Потом подхватил сына подмышки, подкинул чуть не до высокого свода коридора, вызвав этим восторженный визг малыша, поймал его и передал рабыне.
— Погуляй с ним, Эфра, пока мы будем трапезничать. Мы и так опаздываем. Ого! Слышите? Гонг! Это значит, что к трапезе уже все готово, и все уже там.
Миновав коридор, они вошли в большой зал Приамова дворца, разлившийся перед ними ослепительным светом и стройным пением кифар.
— И ты полагаешь, что выдержишь три–четыре часа в колеснице? Да тебя растрясет так, что к вечеру может снова начаться жар. Тебе этого хочется?
— Глупости! Мы поедем медленно, и не по тряской дороге, а по мощеным улицам. С чего быть жару? И я прекрасно себя чувствую!
— Вижу, что прекрасно! Потому что вчера вечером и сегодня утром я влил в тебя уйму всяких снадобий. Не воображай, что ты здоров — тебе еще лечиться и лечиться! Я прав, Ахилл?
Этот разговор происходил на одной из внутренних террас дворца. Когда закончился обед, Приам пригласил сыновей, жену и своего знаменитого гостя выпить вина на свежем воздухе. Ему хотелось, чтобы Ахилл отдохнул и пришел в себя после массы свалившихся на него впечатлений.
Действительно — и роскошь прекрасного зала, светлого, огромного, украшенного расписным сводом, опирающимся на два ряда каннелированных[5] колонн, по шестнадцать в каждом ряду, и изобилие стола — правда, не сравнимое с великолепием пиров в былое мирное время, но все же восхищающее разнообразием и тонкостью яств и вин — и множество людей, собравшихся в этот день, объявленный праздником, за трапезой… все это обрушилось на молодого базилевса, как густой сверкающий дождь. Он был до сих пор под впечатлением обеда — перед ним еще сверкали золото и серебро посуды, мелькали смуглые руки рабов и рабынь, с искусством фокусников меняющих блюда на огромном столе и разливающих вина из кувшинов с тонкими, как журавлиные шеи, горлышками. Он видел чинно восседающих на золоченых стульях мужчин и женщин — всю родню Приама, военачальников, приближенных, друзей…
Ему давно хотелось увидеть прекрасную Елену, и Ахилл увидел ее, более того: она сидела рядом с Парисом по другую сторону стола, как раз напротив его кресла. Но то ли облик Пентесилеи начисто вытеснил из его души способность восхищаться другими женщинами, то ли мучила мысль о том, что из–за сватовства к надменной спартанке погиб Патрокл, — так или иначе, но тонкая, неземная красота голубоглазой ахеянки не тронула его.
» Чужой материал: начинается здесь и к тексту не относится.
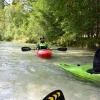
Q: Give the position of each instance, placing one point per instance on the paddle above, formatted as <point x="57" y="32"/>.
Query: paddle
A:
<point x="28" y="49"/>
<point x="55" y="95"/>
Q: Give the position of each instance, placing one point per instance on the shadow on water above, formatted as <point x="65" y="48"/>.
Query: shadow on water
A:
<point x="24" y="76"/>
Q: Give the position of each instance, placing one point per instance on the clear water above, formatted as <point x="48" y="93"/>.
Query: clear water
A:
<point x="24" y="76"/>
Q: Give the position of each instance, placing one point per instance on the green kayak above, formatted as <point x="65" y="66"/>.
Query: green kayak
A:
<point x="83" y="72"/>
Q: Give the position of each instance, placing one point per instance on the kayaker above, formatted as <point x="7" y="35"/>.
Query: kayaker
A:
<point x="42" y="44"/>
<point x="96" y="62"/>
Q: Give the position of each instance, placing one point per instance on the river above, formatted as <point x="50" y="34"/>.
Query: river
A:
<point x="24" y="76"/>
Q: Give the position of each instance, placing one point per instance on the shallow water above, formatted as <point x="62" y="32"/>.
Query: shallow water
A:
<point x="24" y="76"/>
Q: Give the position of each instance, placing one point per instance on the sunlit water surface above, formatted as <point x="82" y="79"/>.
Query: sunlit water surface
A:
<point x="24" y="76"/>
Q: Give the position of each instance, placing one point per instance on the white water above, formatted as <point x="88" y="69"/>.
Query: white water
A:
<point x="24" y="76"/>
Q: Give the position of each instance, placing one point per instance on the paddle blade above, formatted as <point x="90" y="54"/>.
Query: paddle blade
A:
<point x="25" y="48"/>
<point x="62" y="49"/>
<point x="55" y="95"/>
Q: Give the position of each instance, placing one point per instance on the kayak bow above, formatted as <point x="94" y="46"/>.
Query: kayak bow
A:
<point x="44" y="53"/>
<point x="81" y="71"/>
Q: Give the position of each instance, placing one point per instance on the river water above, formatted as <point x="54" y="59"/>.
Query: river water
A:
<point x="24" y="76"/>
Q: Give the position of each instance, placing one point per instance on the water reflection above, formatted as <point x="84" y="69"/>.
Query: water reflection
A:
<point x="24" y="76"/>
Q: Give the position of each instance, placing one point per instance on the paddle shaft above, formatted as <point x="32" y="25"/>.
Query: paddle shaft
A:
<point x="28" y="49"/>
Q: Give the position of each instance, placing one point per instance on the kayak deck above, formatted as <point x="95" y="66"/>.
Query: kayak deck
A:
<point x="44" y="53"/>
<point x="81" y="71"/>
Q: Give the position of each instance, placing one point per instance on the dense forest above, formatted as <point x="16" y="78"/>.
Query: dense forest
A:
<point x="62" y="22"/>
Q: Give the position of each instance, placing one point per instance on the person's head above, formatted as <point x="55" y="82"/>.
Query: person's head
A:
<point x="42" y="38"/>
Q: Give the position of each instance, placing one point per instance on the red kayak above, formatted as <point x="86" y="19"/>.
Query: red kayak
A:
<point x="44" y="53"/>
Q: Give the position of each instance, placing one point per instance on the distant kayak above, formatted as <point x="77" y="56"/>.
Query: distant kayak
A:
<point x="83" y="72"/>
<point x="44" y="53"/>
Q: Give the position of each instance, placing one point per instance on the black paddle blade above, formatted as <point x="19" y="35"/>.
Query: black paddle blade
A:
<point x="62" y="49"/>
<point x="25" y="48"/>
<point x="55" y="95"/>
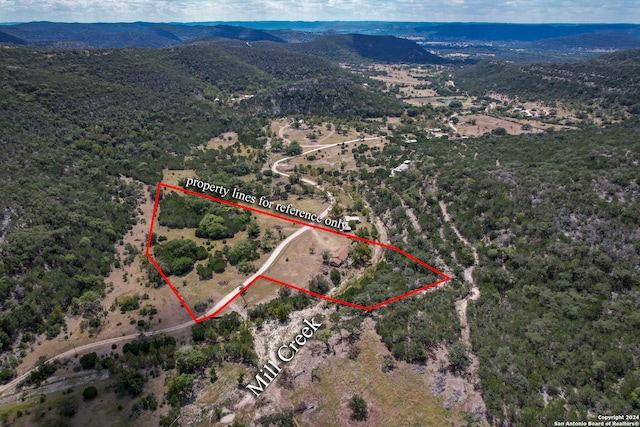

Он даже подумал, что Андромаха, в своем наряде лесной нимфы, куда прекраснее златокудрой любимицы Афродиты…
Но особенно запомнились два лица: суховатое, надменное, скрытное лицо двоюродного брата Приама Анхиса и умное, тонкое, высокомерное лицо царского лекаря Кея. Он долго думал — кого ему напоминает этот перс. И к удивлению своему, сообразил, что больше всего Кей похож на… спартанского смутьяна Терсита. Даже не похож, нет… В них было что–то неуловимо общее: то ли эта скрытая за насмешливостью гордость, то ли быстрый, стремительный взгляд, который вдруг резко останавливался на чьем–то лице, своей остротой заставляя опускать глаза, то ли что–то еще… Внешнее сходство создавал, пожалуй, только шрам, как и у Терсита, косо перечертивший правую щеку.